Alfalfa (Medicago sativa) merupakan tumbuhan berbunga dalam keluarga kacang polong Fabaceae
yang ditanam sebagai tanaman hijau penting. Di Inggris, Australia,
Afrika Selatan dan Selandia Baru dikenal sebagai lucerne dan rumput
lucerne di Asia selatan. Alfafa mirip semanggi dengan bunga berkelompok
warna ungu. Tanaman ini dapat dipanen setelah usia 21 hari, artinya
dalam setahun dapat dipanen sebanyak 15 kali. Di Jawa, tanaman ini mulai
dibidayakan untuk tanaman ekspor.
Kandungan:
- seng
- selenium
- vitamin (A, C, dan E)
- asam folat
- biotin
- kalsium
- asam amino triptopan
- zat besi
Khasiat:
Pada
pengobatan Cina tanaman ini dijadikan obat-obatan, daun alfalfa
digunakan untuk mengobati penyakit yang berhubungan dengan saluran
pencernaan dan ginjal. Sedangkan dalam pengobatan India (Ayurveda)
sebagai sakit pencernaan. Alfalfa juga diyakini sangat membantu
meringankan gejala radang sendi.
Khasiat tanaman dengan nama latin Medicago sativa ini bagi kesehatan
manusia memang telah diteliti oleh banyak ahli kesehatan dunia. Menurut
Dr. Ir. H. Nugroho W. Dipl. WRD, M.Eng., seorang pembudidaya alfalfa di
kawasan Boyolali, Jateng, kandungan protein alfalfa sangat tinggi,
“Proteinnya, ini hasil analisa pangan ya, kalau ditotalkan, hasilnya
32%. Menyamai kedelai. Kedelai ‘kan 45.”
Kandungan Gizi Lengkap
Konon kandungan gizi alfalfa merupakan yang terlengkap di antara
semua tumbuhan. Hampir semua zat gizi yang bermanfaat bagi kesehatan
terkandung di dalam tumbuhan yang termasuk keluarga kacang-kacangan ini.

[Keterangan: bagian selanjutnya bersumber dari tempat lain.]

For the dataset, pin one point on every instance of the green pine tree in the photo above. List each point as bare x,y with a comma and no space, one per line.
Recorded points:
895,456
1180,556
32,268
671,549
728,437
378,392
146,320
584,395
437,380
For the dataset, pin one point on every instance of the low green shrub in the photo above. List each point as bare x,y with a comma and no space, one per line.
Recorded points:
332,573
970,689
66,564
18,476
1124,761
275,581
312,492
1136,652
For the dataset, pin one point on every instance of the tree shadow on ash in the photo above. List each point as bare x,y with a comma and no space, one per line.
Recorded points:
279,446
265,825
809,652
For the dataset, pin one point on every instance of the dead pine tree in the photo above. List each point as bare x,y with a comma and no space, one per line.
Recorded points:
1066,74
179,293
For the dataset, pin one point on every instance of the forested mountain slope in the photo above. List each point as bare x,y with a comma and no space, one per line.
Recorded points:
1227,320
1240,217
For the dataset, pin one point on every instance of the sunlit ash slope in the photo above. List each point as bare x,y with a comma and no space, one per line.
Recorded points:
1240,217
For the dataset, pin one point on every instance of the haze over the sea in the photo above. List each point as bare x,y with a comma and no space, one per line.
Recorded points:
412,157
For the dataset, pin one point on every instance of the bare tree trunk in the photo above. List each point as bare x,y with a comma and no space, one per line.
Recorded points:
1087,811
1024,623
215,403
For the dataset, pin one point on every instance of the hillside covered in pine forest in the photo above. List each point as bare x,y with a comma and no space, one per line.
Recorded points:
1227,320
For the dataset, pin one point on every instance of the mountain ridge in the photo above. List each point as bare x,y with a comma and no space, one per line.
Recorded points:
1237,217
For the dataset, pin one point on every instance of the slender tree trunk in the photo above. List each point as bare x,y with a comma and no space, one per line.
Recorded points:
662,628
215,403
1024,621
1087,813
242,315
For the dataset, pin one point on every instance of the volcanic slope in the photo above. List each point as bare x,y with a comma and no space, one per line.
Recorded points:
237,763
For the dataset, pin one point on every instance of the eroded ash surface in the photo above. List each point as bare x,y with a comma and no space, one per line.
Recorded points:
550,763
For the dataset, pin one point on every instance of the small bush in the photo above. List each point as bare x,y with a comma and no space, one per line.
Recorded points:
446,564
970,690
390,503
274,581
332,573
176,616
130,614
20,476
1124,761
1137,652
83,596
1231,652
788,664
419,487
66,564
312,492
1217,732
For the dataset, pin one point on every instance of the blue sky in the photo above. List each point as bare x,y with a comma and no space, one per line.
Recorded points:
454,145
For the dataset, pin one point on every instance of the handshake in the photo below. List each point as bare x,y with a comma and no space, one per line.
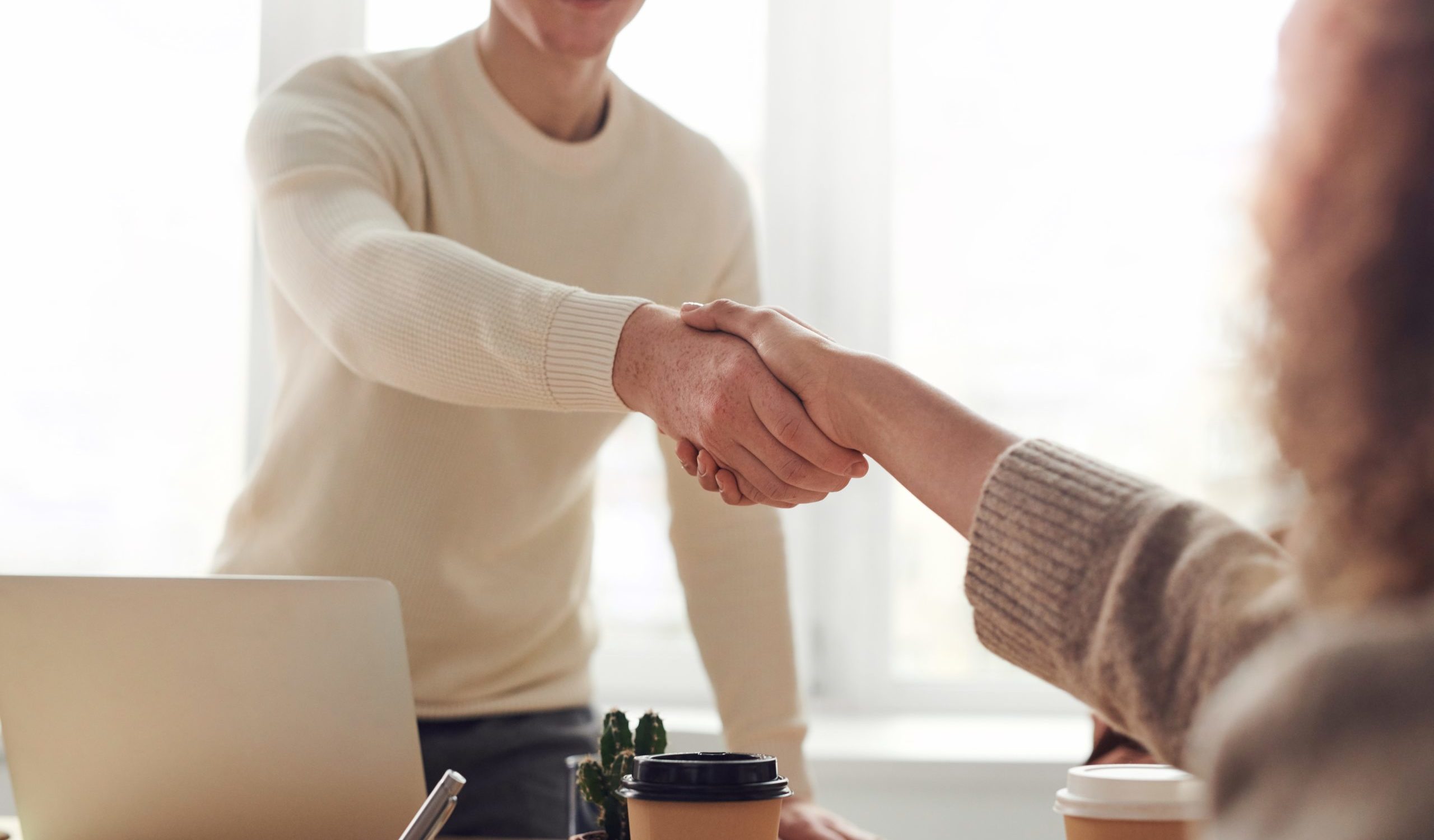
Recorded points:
755,398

Sebut saja mineral. Mineral unggulan berupa kalsium, besi, magnesium,
fosfor, tembaga, dan seng terkandung di dalamnya. Vitaminnya, mulai dari
vitamin A, B1, B2, B3, B5, B6, C, K, hingga asam folat juga ada. Tidak
heran, tumbuhan ini dikenal sebagai bapak dari segala tanaman.

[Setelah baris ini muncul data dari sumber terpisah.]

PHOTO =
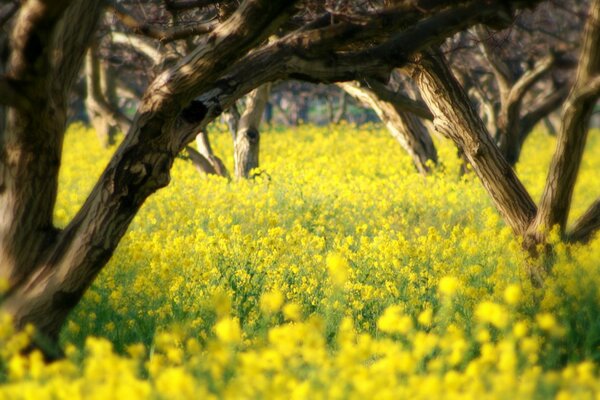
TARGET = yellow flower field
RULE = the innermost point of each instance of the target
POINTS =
(337, 273)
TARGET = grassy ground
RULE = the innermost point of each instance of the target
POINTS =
(337, 273)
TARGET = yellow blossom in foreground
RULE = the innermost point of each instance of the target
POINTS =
(492, 313)
(394, 321)
(449, 285)
(271, 302)
(513, 294)
(292, 312)
(203, 299)
(228, 330)
(338, 268)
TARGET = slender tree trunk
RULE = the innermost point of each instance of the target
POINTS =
(247, 141)
(96, 102)
(455, 118)
(405, 127)
(49, 271)
(342, 106)
(204, 158)
(577, 111)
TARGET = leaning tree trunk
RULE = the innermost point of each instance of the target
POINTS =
(405, 127)
(49, 270)
(204, 159)
(96, 103)
(455, 118)
(247, 140)
(576, 114)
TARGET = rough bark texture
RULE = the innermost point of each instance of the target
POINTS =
(455, 118)
(577, 111)
(247, 140)
(32, 141)
(49, 270)
(204, 158)
(507, 124)
(104, 116)
(405, 127)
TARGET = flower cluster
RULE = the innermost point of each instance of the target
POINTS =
(338, 272)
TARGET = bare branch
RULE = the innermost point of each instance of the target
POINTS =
(558, 192)
(139, 43)
(587, 225)
(10, 96)
(163, 35)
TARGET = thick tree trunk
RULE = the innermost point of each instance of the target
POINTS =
(49, 271)
(577, 111)
(32, 141)
(455, 118)
(405, 127)
(204, 159)
(247, 140)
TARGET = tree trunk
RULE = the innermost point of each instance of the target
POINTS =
(577, 111)
(204, 159)
(405, 127)
(49, 271)
(342, 106)
(455, 118)
(247, 141)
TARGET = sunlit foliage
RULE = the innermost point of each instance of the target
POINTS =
(338, 272)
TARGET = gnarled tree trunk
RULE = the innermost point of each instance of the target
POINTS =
(204, 159)
(404, 126)
(247, 138)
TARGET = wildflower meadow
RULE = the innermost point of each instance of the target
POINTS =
(337, 272)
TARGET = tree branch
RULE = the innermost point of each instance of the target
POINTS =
(548, 104)
(577, 111)
(163, 35)
(530, 77)
(587, 225)
(399, 99)
(10, 96)
(139, 43)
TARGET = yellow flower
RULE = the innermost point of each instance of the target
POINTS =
(512, 294)
(338, 269)
(271, 302)
(394, 321)
(425, 317)
(448, 285)
(492, 313)
(292, 312)
(228, 330)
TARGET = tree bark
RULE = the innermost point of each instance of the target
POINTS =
(209, 163)
(455, 118)
(47, 285)
(31, 144)
(50, 270)
(405, 127)
(247, 140)
(577, 110)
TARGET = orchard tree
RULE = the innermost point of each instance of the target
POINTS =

Seperti yang dikemukakan Prof. Dr. Made Astawan, ahli Teknologi
Pangan dan Gizi IPB dalam sebuah literatur, alfalfa mengandung
komponen-komponen yang bersifat fungsional bagi tubuh, seperti saponin,
sterol, flavonoid, kumarin, alkaloid, vitamin, asam amino, gula,
protein, mineral, dan serat dalam jumlah yang cukup banyak. Saponin yang
terkandung dalam akar alfalfa ini dapat menghambat peningkatan
kolesterol pada darah hewan uji.
Juga menurut Made, Vitamin K yang terkandung dalam 100 g alfalfa
dapat memenuhi 38% dari total kebutuhan tubuh dalam sehari. Vitamin K
sangat penting untuk pembentukan protein, penggumpalan darah, dan
sebagai zat antihemolitik saat pendarahan. Menegaskan hal tersebut,
“Kalau ada luka tersayat, ditaburi saja dengan serbuk atau cairan
(alfalfa) ini, dalam hitungan detik (lukanya) langsung menutup,” ungkap
Nugroho.
Mendampingi kandungan zat gizi lengkapnya, klorofil alfalfa juga amat
penting. Kandungan klorofil alfalfa yang mencapai empat kali klorofil
tanaman lain, berdasarkan beberapa literatur. Klorofil ini memberikan
manfaat kesehatan di antaranya membantu mengeluarkan racun tubuh,
menyeimbangkan kadar asam- basa dalam tubuh, meningkatkan jumlah sel
darah merah, membuat kulit sehat dan awet muda, serta meningkatkan
kekebalan tubuh (AGRINA Edisi 75, 15 April 2008).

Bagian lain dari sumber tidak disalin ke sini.